- Why did everyone start to hate the Russians if the U.S. did the same thing in Afghanistan, Iraq?
- What needs to be corrected in the management of Russia first?
- Why did Blaise Pascal become a religious man at the end of his life?
- How do I know if a guy likes you?
- When they say "one generation", how many do they mean?
The main scientific principle recommends “question everything, clarify, improve” – this is very productive for all sciences and philosophy and people's worldview.
The opposite lazy dogmatic principle recommends the opposite :” everything new is suspicious and dangerous.”
I can't vouch for Montaigne, but the logic seems clear. An attribute (an integral feature) of philosophy is critical thinking, the ability to look at a topic from different points of view. The opposite – absolute confidence, no doubt – is fanaticism. Whether it is religious or” just ” ideological, it is fanaticism.
A philosophical argument is apodictic (sorry for the matyug) – a dispute for the sake of finding out the truth-which means that there is an openness to reconsider your point of view.
A fanatic's argument is of any kind – eristic (to convince at any cost) or sophistic (to win at any cost).

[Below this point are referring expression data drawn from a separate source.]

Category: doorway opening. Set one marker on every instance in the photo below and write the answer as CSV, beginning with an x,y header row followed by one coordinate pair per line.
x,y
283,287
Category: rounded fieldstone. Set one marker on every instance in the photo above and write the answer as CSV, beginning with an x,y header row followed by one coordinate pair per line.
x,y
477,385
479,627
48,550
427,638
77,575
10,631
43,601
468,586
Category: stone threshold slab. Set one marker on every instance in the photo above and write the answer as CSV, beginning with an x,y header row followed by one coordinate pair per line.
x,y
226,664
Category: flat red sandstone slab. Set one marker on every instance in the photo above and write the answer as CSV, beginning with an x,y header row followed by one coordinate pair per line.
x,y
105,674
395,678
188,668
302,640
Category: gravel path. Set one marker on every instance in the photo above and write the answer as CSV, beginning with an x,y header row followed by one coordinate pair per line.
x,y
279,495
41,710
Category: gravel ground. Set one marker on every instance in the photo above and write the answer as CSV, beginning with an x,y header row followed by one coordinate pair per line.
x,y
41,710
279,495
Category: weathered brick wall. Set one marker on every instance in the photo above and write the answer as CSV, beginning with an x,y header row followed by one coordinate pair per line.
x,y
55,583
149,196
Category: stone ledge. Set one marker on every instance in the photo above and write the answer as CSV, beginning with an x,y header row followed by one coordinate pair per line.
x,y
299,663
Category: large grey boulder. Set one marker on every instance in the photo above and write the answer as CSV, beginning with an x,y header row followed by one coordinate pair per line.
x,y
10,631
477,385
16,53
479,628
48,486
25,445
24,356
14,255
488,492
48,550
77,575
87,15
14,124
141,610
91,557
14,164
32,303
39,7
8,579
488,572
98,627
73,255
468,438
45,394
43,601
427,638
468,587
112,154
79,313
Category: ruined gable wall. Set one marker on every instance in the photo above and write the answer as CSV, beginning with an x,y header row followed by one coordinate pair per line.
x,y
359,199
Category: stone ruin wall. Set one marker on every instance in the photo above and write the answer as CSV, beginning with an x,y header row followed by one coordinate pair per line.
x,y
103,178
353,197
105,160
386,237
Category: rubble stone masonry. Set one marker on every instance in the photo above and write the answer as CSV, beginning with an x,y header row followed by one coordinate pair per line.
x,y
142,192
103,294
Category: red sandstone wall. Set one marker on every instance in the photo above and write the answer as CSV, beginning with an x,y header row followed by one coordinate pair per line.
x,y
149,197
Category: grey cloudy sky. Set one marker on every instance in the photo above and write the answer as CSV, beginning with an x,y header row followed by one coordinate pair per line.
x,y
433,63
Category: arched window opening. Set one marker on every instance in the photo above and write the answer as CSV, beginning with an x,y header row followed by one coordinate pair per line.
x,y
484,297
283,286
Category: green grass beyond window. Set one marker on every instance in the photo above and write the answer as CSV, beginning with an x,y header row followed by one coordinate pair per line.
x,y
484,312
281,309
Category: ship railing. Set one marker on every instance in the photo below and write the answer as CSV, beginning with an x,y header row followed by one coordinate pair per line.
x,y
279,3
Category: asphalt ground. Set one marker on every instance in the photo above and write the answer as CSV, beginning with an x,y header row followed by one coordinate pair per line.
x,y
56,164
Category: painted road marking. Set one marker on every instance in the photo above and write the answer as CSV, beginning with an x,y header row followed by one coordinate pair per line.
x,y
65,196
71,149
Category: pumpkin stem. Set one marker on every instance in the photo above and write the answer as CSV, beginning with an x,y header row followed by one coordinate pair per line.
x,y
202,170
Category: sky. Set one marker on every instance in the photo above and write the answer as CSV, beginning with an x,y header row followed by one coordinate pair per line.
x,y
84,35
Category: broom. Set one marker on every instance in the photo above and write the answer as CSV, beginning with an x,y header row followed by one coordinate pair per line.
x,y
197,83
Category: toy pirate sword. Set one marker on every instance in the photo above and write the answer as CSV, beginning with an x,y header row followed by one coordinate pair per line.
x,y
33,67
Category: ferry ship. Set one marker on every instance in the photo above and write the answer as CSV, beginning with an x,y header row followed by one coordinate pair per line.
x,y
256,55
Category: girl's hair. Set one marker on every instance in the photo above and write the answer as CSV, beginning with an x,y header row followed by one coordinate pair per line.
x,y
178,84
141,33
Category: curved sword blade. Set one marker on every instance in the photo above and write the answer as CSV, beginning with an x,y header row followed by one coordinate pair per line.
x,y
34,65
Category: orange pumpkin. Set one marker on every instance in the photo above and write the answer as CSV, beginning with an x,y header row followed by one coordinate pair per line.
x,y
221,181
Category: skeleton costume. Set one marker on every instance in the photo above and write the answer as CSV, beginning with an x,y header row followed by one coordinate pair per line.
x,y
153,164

Although… This is Montaigne and me, maybe we think so, about the attribute)) I can well imagine a peremptory professor of philosophy – and a philosopher, after all!
…But not Montaigne…
Philosophy as one of the forms of cognition makes the subject of its reflections such extremely general questions, the answers to which cannot be characterized as unambiguous and follow from evidence; often these include questions that are classified as eternal, requiring consideration taking into account the specifics of the established type of culture of the historical era, the ideological orientations of this era, the achieved level of development of philosophical and scientific knowledge. Therefore, the philosophizing subject cannot be sure of the absolute truth of his conclusions. If we take into account the specifics of these issues, it is possible that his predecessors, to whom he refers, may have introduced subjective-theological, stereotypical or prejudiced ideas into the knowledge being formed. Therefore, every philosophizing thinker is guided by the principle of doubt, which presupposes a critical-reflexive attitude to knowledge. The doubting mind seeks to build its conclusions on rationally based and logical-methodological grounds, and thereby give knowledge a valuable character.